The league's was the brainchild of the United States Football League founder David Dixon and he pursued franchises in several major U.S. markets, with a fan ownership component, but the venture never progressed beyond its planning stages.

==League development==
Plans for the FanOwnership Football League emerged publicly in 1996 when investors in Tampa Bay announced their intention to secure a franchise. Early outlines described a league designed to fill the NFL's offseason, playing a spring schedule and targeting cities that blended strong football cultures with available stadium dates. The plan was for the teams to be individually owned (with initial cost of $5 million to $6 million per franchise), however they'll be require to sell 70% of ownership to fans within three years. The FOFL planned was to play a 24-game schedule running from July 4 to the end of November, following with a two-week playoff series. The championship game was supposed to be held around Thanksgiving Day.

By late 1996, the FOFL had also set its sights on the West Coast. San Jose was among the markets approached, with reports noting that league executives were evaluating the region's facilities and potential ownership groups. The San Jose franchise was intended to be part of the league inaugural slate of eight teams.
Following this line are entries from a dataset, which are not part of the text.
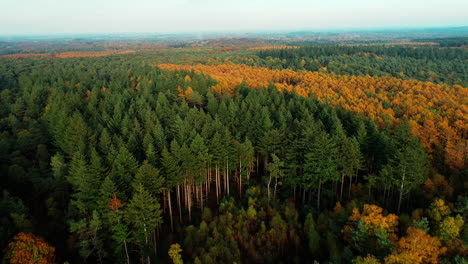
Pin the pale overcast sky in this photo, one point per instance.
(119, 16)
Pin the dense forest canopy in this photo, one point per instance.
(224, 151)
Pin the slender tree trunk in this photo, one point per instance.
(268, 187)
(342, 185)
(227, 176)
(318, 194)
(154, 243)
(401, 193)
(276, 184)
(178, 202)
(169, 204)
(240, 178)
(126, 252)
(303, 195)
(216, 183)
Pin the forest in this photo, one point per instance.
(235, 151)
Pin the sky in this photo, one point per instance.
(156, 16)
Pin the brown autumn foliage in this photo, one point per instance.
(438, 112)
(27, 248)
(417, 247)
(274, 47)
(71, 54)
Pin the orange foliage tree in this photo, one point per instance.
(438, 112)
(28, 248)
(374, 220)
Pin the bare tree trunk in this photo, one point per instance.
(318, 194)
(154, 243)
(178, 202)
(240, 178)
(216, 183)
(169, 204)
(342, 185)
(126, 252)
(227, 176)
(401, 192)
(268, 187)
(276, 184)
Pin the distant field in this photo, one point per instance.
(71, 54)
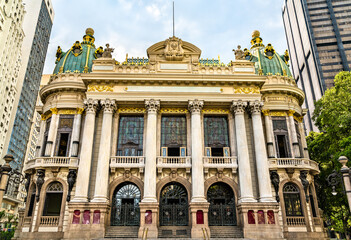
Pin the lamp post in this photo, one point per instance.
(335, 178)
(4, 171)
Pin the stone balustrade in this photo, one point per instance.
(173, 162)
(127, 162)
(47, 162)
(220, 163)
(302, 163)
(295, 221)
(49, 220)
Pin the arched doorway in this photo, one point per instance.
(174, 205)
(222, 210)
(125, 205)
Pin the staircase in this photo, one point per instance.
(129, 232)
(221, 232)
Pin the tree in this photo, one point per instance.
(332, 116)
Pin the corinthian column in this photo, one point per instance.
(245, 180)
(81, 194)
(52, 132)
(264, 183)
(197, 172)
(296, 148)
(103, 167)
(152, 106)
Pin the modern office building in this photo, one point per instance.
(171, 146)
(319, 40)
(11, 37)
(37, 27)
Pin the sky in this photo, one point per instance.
(131, 26)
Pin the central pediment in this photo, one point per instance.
(175, 50)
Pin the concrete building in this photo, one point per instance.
(37, 26)
(171, 146)
(319, 40)
(11, 37)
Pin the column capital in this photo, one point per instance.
(108, 105)
(152, 105)
(195, 106)
(238, 107)
(90, 105)
(54, 110)
(256, 107)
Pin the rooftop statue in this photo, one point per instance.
(108, 51)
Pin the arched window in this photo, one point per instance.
(292, 200)
(53, 199)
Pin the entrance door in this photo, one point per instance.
(222, 210)
(125, 205)
(174, 205)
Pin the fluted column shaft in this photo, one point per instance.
(76, 132)
(103, 166)
(197, 172)
(81, 194)
(245, 180)
(152, 106)
(295, 143)
(262, 167)
(52, 132)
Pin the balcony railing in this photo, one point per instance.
(295, 221)
(127, 162)
(303, 163)
(40, 162)
(49, 221)
(174, 162)
(220, 163)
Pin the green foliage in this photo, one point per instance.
(332, 115)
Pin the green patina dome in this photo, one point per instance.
(267, 61)
(80, 57)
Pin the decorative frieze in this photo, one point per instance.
(152, 105)
(90, 105)
(195, 106)
(108, 105)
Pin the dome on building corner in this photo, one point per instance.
(267, 60)
(79, 58)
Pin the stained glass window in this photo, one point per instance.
(130, 136)
(173, 131)
(292, 200)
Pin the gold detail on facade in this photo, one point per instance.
(131, 110)
(265, 112)
(278, 114)
(216, 110)
(291, 112)
(80, 110)
(174, 110)
(54, 110)
(100, 88)
(247, 90)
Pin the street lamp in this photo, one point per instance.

==Markets and organization==
Tentative league plans called for eight franchises located across major and mid-sized U.S. markets. Confirmed target cities included:
- Tampa Bay, Florida
- San Jose, California

Other prospective markets were not publicly finalized, though league spokespeople described national ambitions and ongoing discussions with multiple ownership groups in 11 other cities, including New York, Boston, Washington, D.C., Dallas, San Antonio, Houston, Orlando, Los Angeles and Detroit.

==Stadium plans==
The Tampa Bay group explored playing in city-owned venues large enough to accommodate professional outdoor football. San Jose's prospective franchise considered multiple area stadiums, though none were formally announced as a committed home field before the project stalled.

==Demise==
Despite initial investor interest and market evaluation, the league never reached the stage of formal team announcements, scheduling, or player signings. By early 1997, public communication ceased. The league would later try to merge with the International Football Federation but both leagues dissolved without launching a season.